For a moment, I feel myself returning to my younger self, the one who, too embarrassed to say no, hiked down cliffs and up steep paths, heart pounding with fear, always the last one in a group. But then I snap out of it. Part of middle age for me is not giving in to such pressures. I don’t want to ski black diamonds, rappel down rocks or climb mountains. “It’s not for me,” I say firmly. I raise my glass of wine in a toast. “But here’s to those who love it.”
LEAVING wine-drenched, laid-back Mendoza is difficult, but the lure of tango and Buenos Aires eases our farewell. After a two-hour flight, we are standing in the neighborhood called Palermo Soho, in our tiny, aptly named Costa Petit Hotel. With only four guest rooms, each decorated with whimsical art and antiques, the hotel is charming and cozy. Hand in hand, we explore the streets around it. One afternoon is spent browsing books and eating empanadas at Boutique del Libro. The next day, after a breakfast in bed of café con leche and croissants, we ride the A line on the subte, the Buenos Aires subway, with the original wooden cars from 1913.
The city is large and sprawling with tree-lined streets, rolling parks dotted with impressive statues and fountains, ice cream shops and cafés everywhere. But my fantasy is to tango with Lorne. I think I fell in love with him all those years ago when he visited me in my New York City apartment and “Build Me Up Buttercup” came on the radio. Without pausing, Lorne took me in his arms and began to dance. After all this time, all those mountains—the literal and figurative ones that, between us, we’ve scaled—is a spontaneous dance still enough to send my heart into overdrive?
The tango, however, proves elusive. From what I’d read before coming here, it sounded as if people tangoed on every street corner. But the famous Sunday milonga in the San Telmo neighborhood is rained out. The lessons at Confitería Ideal are canceled all week because a television commercial is being filmed there. While I keep listening for the sounds of an accordion playing tango, Lorne and I go to one of the professional shows at the Astor Piazzolla Theater. The ornate dinner theater reminds me of Rhode Island’s Chateau de Ville, the magenta and purple wedding cake of a dinner theater from my childhood. But once the dancers appear, the comparisons stop. This is no bad revival of Camelot; this is passionate, heart-wrenching, beautiful tango.

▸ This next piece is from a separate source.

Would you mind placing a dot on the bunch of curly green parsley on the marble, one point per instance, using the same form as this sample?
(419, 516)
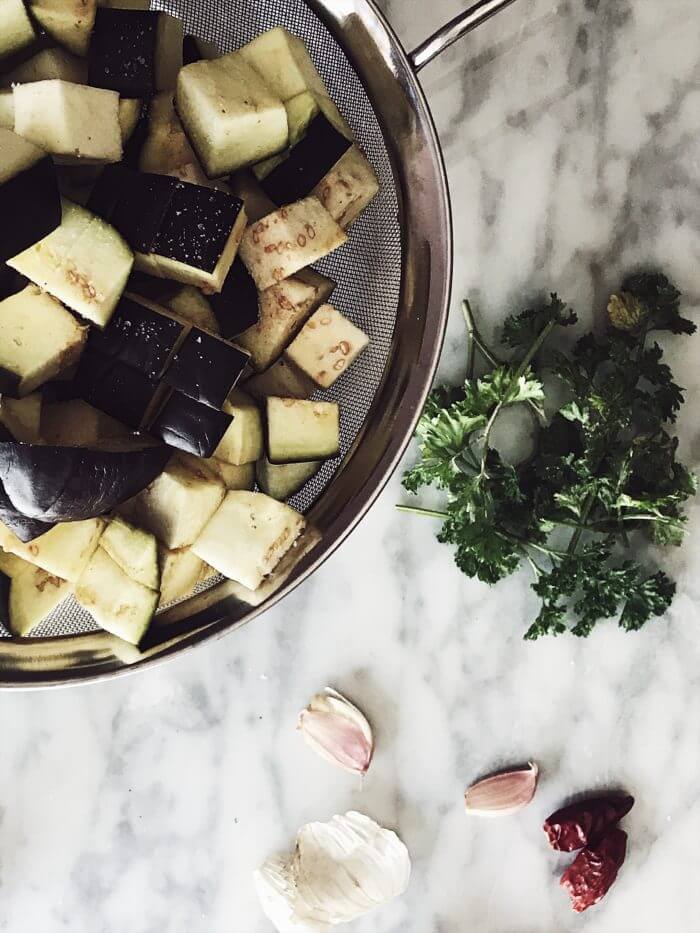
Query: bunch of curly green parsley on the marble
(605, 468)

Tango is a mix of several musical rhythms (African, Cuban and Spanish), originally danced only by men. By 1912, Buenos Aires throbbed with the beat of the tango, and couples danced it with legs intertwined, in a hug-like embrace. The professional dancers we watch are ruffled and sequined and skin baring. As a vocalist sings in Spanish, couples smile at each other, kiss, even climb onto each other’s laps. It is true that there’s something both lusty and lovely about the tango. Lorne leans over and kisses me. “Beautiful,” he murmurs.
AT LAST, on the day before we are set to leave, I arrange a tango lesson for myself at Torquato Tasso in San Telmo. (You have to sign up with a master teacher of the opposite sex, and no female master is available for Lorne during my time slot.) My instructor, Quique, is short and lithe and dressed entirely in black. He does not speak in English except to say, “We practice. That’s all.” Four other people and another instructor are in the class, but Quique is mine, all mine. We start with a simple eight-step tango, which I keep messing up on the sixth beat. “We practice. That’s all,” Quique says.